I fell into a reverie and the chattering round me faded away.

My thoughts turned back to conversations with Yamini Aiyar, when she was toying with the idea of starting Accountability Initiative (AI). Years back, when the seed of AI was sown, the prime focus was on investigating the flow of money from the higher levels of the government to various service delivery institutions; schools, hospitals, veterinary hospitals, police stations and suchlike. There was an unquestioned belief in the idea that if somehow, we were able to track the allocations and expenditures of government money and make it public, it would result in large numbers of ordinary people asking some tough questions of their governments.

Yet, as I contemplated the fibreglass children and the concrete tree – an appropriate sculpture for today’s Bangalore – I wondered whether we were not being too presumptuous, when we assumed that free knowledge of budget allocations and expenditures would ipso facto result in greater scrutiny of government actions.

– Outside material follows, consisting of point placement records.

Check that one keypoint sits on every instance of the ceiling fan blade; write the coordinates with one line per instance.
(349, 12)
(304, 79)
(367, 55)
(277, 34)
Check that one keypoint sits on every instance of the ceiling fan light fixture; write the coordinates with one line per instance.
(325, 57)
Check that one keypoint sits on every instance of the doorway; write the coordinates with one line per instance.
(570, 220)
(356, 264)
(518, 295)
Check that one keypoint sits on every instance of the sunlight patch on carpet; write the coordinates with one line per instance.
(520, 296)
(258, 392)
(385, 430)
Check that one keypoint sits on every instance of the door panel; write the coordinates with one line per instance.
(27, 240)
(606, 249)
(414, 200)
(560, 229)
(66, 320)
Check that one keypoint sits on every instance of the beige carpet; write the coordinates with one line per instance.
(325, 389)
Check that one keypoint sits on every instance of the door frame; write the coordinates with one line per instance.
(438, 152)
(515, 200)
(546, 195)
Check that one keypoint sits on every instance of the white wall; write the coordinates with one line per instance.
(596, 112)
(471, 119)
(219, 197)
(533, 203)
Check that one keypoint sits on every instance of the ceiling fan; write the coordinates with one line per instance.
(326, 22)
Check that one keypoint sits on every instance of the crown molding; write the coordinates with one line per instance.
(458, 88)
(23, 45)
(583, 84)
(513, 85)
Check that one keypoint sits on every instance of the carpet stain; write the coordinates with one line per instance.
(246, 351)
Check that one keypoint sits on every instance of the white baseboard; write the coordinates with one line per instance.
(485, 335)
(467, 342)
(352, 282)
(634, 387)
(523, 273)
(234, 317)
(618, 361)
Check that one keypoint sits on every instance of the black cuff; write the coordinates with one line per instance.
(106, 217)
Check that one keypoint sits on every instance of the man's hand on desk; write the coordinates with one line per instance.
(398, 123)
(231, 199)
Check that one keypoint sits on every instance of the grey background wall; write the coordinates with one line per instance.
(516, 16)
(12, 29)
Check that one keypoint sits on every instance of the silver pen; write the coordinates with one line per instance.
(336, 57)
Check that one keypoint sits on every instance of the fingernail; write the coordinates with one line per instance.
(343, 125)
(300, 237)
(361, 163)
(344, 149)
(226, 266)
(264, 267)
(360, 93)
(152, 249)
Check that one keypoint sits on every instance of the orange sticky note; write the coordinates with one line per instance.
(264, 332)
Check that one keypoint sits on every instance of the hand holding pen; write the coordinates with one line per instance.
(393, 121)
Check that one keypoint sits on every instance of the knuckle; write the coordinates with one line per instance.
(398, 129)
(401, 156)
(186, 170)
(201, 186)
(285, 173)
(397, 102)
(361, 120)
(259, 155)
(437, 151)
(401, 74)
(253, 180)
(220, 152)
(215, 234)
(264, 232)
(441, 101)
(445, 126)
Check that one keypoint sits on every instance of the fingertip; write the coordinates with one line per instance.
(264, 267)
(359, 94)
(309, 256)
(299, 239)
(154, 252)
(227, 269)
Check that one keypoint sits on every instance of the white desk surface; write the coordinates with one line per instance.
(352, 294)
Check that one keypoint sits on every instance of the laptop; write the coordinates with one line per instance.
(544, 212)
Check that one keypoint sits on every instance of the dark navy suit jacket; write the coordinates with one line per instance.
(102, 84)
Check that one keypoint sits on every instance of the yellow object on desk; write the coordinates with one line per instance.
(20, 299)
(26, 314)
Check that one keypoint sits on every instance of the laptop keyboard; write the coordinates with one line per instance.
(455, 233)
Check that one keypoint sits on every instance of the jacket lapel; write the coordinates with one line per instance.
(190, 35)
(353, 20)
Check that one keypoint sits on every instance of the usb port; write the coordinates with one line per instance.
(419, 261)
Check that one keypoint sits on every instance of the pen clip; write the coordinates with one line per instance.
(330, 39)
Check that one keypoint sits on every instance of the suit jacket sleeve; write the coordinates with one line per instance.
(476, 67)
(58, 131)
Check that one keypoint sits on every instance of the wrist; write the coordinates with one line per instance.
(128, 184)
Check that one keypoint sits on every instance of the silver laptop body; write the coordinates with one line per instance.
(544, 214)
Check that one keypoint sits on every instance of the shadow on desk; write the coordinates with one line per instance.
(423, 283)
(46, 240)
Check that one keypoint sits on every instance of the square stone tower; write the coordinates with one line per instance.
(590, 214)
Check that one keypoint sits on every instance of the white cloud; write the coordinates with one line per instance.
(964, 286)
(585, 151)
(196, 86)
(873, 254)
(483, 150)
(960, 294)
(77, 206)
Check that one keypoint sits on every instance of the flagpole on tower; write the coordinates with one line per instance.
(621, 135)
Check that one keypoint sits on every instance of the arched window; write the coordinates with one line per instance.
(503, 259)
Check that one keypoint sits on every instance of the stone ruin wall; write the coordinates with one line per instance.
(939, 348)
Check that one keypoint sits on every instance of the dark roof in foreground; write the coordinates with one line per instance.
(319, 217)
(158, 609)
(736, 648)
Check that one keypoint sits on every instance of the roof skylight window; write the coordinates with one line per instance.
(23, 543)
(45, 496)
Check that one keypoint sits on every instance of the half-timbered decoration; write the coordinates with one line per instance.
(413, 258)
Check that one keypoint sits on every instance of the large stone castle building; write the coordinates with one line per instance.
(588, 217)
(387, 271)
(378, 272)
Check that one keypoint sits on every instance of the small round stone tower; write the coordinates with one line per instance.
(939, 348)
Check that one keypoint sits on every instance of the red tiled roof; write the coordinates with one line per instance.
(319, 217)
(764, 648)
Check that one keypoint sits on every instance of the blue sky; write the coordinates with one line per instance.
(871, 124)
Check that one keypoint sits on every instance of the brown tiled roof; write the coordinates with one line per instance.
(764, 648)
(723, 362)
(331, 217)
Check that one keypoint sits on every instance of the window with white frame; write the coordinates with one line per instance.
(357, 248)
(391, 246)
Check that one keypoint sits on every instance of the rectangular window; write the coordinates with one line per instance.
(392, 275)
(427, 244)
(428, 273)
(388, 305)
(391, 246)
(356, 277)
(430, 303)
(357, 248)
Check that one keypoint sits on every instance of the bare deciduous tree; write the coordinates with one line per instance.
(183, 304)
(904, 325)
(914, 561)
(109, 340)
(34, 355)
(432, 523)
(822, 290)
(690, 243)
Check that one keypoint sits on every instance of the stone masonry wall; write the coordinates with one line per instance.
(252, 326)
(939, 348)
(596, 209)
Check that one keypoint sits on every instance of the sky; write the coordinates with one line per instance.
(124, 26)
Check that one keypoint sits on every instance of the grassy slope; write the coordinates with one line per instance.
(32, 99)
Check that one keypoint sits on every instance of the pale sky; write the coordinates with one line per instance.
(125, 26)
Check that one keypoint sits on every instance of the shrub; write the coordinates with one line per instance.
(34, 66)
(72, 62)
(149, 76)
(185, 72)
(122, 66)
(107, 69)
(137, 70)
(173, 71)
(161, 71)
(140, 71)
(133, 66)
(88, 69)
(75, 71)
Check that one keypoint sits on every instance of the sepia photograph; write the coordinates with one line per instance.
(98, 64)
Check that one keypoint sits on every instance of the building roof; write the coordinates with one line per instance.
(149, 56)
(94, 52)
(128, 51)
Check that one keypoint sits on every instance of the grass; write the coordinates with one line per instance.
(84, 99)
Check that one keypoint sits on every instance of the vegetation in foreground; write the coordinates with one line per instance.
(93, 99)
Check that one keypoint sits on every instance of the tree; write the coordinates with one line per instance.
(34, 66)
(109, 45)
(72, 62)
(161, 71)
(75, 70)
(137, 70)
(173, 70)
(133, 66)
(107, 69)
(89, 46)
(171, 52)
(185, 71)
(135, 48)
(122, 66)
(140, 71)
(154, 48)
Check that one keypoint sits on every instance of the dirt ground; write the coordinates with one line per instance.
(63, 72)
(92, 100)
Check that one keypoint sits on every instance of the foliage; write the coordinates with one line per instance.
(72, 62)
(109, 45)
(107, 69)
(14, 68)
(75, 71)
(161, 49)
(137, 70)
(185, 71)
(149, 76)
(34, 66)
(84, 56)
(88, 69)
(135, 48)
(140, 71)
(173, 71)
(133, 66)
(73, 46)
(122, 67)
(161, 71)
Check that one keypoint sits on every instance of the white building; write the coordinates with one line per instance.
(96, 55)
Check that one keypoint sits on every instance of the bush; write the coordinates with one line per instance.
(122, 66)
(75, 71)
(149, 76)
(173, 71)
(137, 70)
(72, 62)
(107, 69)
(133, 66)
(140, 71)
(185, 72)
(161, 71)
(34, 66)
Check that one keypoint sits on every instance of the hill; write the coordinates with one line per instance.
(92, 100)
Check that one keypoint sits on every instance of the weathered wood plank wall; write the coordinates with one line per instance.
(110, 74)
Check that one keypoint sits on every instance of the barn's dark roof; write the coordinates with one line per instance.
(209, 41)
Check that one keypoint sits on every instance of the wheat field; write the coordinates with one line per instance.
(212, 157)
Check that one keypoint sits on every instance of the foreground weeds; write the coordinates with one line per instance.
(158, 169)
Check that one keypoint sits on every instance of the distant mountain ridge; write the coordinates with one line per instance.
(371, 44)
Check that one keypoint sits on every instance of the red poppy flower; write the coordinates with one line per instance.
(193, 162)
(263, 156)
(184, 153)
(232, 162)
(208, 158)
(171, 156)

Take the flyover project, for instance. Within days of the project being announced, the estimated cost of the flyover rose by about thirty percent. As the demands to see the feasibility reports that justified that the flyover ought to be built increased, the government came out with contradictory reports on them. When experts on traffic management said that the flyover would be unnecessary if better traffic management was adopted and public transport improved, the government brushed these opinions aside.

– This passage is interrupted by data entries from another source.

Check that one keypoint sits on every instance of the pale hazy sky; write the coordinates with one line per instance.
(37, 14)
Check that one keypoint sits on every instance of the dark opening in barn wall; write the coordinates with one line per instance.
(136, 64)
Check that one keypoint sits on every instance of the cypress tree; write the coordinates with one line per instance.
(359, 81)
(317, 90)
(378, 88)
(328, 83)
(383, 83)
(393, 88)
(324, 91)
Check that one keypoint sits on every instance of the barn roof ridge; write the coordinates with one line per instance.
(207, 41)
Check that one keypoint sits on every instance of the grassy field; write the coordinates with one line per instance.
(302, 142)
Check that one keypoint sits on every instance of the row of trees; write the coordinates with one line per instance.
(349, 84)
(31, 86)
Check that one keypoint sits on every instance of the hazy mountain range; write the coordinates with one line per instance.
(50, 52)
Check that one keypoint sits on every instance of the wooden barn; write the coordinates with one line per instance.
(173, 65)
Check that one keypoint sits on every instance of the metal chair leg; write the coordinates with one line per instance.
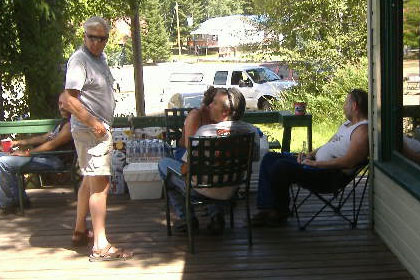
(21, 188)
(168, 213)
(248, 217)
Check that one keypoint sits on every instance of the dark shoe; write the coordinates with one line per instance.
(10, 209)
(117, 254)
(216, 225)
(181, 226)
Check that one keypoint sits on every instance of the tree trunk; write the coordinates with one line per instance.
(137, 59)
(1, 100)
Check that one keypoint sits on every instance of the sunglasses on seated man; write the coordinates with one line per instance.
(95, 38)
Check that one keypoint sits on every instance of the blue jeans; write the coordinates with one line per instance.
(9, 165)
(279, 170)
(177, 190)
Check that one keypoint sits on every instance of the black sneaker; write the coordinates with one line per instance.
(216, 225)
(181, 226)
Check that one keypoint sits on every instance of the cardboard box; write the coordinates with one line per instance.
(143, 180)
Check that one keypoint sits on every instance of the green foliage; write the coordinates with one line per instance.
(411, 23)
(316, 37)
(10, 68)
(155, 41)
(186, 9)
(326, 104)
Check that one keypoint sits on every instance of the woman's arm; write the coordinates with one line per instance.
(71, 103)
(357, 152)
(36, 140)
(191, 125)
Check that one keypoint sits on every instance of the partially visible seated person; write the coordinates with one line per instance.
(325, 167)
(60, 137)
(195, 119)
(411, 149)
(226, 111)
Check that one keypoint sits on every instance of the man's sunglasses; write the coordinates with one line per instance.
(95, 38)
(230, 101)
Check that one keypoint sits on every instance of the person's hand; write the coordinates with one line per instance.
(20, 153)
(99, 130)
(309, 162)
(301, 158)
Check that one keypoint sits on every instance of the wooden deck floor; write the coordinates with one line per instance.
(37, 246)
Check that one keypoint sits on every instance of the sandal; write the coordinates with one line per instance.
(80, 239)
(100, 255)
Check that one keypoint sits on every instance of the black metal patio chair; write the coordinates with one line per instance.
(336, 198)
(215, 162)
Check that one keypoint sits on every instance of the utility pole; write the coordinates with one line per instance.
(138, 64)
(177, 26)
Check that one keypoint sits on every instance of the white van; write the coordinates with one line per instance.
(258, 84)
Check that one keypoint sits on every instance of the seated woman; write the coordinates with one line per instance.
(195, 119)
(60, 137)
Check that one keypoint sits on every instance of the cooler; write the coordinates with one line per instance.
(143, 180)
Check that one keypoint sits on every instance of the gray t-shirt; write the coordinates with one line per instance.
(91, 76)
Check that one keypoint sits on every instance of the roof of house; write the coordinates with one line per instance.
(232, 30)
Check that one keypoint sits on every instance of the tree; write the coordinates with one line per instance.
(10, 68)
(411, 23)
(219, 8)
(323, 41)
(187, 9)
(155, 38)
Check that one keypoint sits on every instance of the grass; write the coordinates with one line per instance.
(321, 133)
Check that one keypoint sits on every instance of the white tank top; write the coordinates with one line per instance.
(339, 144)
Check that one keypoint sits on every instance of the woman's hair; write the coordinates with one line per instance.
(209, 95)
(360, 97)
(95, 21)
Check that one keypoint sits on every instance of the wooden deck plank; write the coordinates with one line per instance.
(37, 246)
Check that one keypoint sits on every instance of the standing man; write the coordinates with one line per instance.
(89, 97)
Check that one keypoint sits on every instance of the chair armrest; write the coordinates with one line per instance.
(172, 171)
(46, 153)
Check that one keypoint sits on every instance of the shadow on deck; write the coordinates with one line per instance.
(38, 246)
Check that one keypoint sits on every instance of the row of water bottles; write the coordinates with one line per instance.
(141, 150)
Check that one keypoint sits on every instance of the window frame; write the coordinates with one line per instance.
(390, 101)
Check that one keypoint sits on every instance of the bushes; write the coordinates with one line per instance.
(325, 97)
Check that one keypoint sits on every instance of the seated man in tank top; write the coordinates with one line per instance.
(323, 168)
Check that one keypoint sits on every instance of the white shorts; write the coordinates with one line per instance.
(94, 155)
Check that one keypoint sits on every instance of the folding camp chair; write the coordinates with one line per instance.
(214, 162)
(335, 199)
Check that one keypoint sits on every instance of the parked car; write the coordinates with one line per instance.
(258, 84)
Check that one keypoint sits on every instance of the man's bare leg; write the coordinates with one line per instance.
(82, 206)
(98, 186)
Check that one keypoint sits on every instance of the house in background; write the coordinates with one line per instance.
(225, 34)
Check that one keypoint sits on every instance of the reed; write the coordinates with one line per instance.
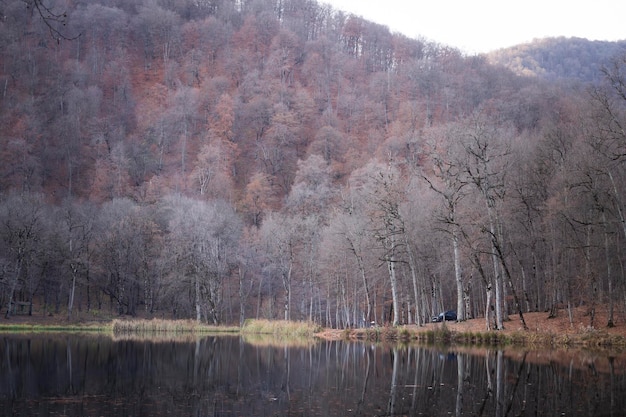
(280, 328)
(40, 328)
(157, 326)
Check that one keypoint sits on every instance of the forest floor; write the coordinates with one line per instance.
(538, 323)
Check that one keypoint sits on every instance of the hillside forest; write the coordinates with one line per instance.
(220, 160)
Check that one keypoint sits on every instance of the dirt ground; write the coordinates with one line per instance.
(539, 322)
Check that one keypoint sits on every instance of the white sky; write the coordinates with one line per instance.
(476, 26)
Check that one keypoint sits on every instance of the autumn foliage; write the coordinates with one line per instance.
(220, 160)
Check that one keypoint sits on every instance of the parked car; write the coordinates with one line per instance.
(449, 315)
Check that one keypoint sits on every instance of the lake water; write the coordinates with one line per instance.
(70, 375)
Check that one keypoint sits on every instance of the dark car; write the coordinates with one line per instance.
(449, 315)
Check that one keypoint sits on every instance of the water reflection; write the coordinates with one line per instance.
(226, 376)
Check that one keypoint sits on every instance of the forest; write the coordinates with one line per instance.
(220, 160)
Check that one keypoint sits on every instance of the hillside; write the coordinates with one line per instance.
(281, 159)
(554, 58)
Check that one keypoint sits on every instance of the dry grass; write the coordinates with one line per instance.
(168, 327)
(280, 328)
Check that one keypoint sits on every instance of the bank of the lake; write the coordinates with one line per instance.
(568, 329)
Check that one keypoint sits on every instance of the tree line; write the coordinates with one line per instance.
(223, 160)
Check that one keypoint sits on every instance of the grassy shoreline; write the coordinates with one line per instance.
(283, 330)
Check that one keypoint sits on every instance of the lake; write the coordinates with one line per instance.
(86, 375)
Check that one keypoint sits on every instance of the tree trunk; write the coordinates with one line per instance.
(394, 288)
(458, 275)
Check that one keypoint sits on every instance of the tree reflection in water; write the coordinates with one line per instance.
(226, 376)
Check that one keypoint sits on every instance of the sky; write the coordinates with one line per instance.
(477, 26)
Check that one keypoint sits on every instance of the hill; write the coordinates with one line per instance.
(219, 160)
(554, 58)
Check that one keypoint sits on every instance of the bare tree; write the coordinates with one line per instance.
(20, 231)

What makes the government so stubborn, in the face of protests by large numbers of people against such gigantic protests? It is not as if there are no other options. Anti-flyover groups argue that the entire paradigm of individual motor-car based traffic is wrong and that it will bring the city to a grinding halt, regardless of how many flyovers might be built. They assert that with the same money that is used for the flyover, if public transport were to be improved and rail connectivity established by using existing under-utilised railway lines, there would be much less traffic congestion. The government has dug its heels in and they say that the flyover is an immediate imperative if large scale traffic snarls are to be avoided.

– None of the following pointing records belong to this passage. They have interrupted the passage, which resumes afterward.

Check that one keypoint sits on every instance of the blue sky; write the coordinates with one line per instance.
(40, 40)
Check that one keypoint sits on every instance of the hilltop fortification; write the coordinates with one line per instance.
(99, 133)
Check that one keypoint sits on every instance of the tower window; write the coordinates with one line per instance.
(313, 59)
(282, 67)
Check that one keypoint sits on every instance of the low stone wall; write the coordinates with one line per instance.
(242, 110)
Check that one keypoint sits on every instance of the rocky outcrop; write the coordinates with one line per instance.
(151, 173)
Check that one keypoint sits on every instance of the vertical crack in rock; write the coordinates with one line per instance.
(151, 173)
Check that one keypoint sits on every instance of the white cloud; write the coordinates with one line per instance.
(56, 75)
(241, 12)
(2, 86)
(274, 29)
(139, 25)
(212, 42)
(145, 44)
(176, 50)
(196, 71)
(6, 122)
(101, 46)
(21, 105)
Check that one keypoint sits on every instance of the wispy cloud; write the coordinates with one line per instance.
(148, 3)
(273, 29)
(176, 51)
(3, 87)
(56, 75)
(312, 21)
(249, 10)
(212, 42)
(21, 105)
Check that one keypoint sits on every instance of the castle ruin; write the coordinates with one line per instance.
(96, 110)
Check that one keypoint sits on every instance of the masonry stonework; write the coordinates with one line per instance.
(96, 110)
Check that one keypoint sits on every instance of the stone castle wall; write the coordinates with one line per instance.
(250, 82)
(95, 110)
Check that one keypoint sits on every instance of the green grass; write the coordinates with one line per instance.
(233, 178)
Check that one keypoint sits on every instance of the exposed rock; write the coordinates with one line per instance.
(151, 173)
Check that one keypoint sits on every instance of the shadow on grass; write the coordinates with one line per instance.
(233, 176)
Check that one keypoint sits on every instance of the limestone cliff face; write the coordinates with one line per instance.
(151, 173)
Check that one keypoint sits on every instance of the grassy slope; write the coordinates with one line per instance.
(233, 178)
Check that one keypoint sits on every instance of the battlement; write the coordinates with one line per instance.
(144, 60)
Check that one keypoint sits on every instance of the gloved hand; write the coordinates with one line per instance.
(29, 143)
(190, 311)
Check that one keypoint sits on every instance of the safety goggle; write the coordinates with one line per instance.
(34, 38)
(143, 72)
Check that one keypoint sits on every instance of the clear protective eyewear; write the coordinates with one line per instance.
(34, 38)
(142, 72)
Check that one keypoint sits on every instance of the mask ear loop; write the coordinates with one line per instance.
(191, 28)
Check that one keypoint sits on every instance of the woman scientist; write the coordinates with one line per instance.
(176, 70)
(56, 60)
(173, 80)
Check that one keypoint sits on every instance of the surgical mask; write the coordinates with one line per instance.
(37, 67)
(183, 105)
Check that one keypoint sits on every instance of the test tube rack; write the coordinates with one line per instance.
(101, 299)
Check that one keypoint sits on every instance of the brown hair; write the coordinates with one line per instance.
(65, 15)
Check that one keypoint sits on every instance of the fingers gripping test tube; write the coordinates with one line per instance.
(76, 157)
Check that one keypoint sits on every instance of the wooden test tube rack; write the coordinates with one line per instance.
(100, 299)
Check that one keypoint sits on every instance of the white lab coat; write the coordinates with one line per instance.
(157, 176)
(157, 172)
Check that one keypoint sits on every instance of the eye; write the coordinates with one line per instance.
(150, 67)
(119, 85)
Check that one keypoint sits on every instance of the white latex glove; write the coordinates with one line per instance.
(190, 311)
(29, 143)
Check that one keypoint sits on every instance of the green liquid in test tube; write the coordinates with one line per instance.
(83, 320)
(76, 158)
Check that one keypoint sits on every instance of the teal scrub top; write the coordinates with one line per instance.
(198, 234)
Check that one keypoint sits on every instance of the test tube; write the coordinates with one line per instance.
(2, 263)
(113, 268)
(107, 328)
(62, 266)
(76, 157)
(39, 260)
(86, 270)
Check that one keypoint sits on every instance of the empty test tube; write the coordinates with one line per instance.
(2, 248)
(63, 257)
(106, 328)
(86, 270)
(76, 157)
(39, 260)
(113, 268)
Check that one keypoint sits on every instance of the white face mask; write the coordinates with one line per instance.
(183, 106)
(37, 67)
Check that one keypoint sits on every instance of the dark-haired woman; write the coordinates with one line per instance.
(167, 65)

When there were no signs that the standoff would cease, finally, it was left to the protesters to file public interest petitions in the courts. The latest news is that the High Court of Karnataka has stayed any action by the Bangalore Development Authority to implement the project, on the ground that procedural steps such as consultation with the Bangalore Metropolitan Planning Committee had not been undertaken.

However, regardless of the merits of the arguments of both sides, the question still remains; would the availability of data on government fund allocations and expenditures radically alter the way that citizens engage with their governments? What if the government – as is seen in the flyover example – disregard data supported arguments against the flyover and continues its efforts to build it?

What if data is available and used by the citizens, and still, the Government does not care?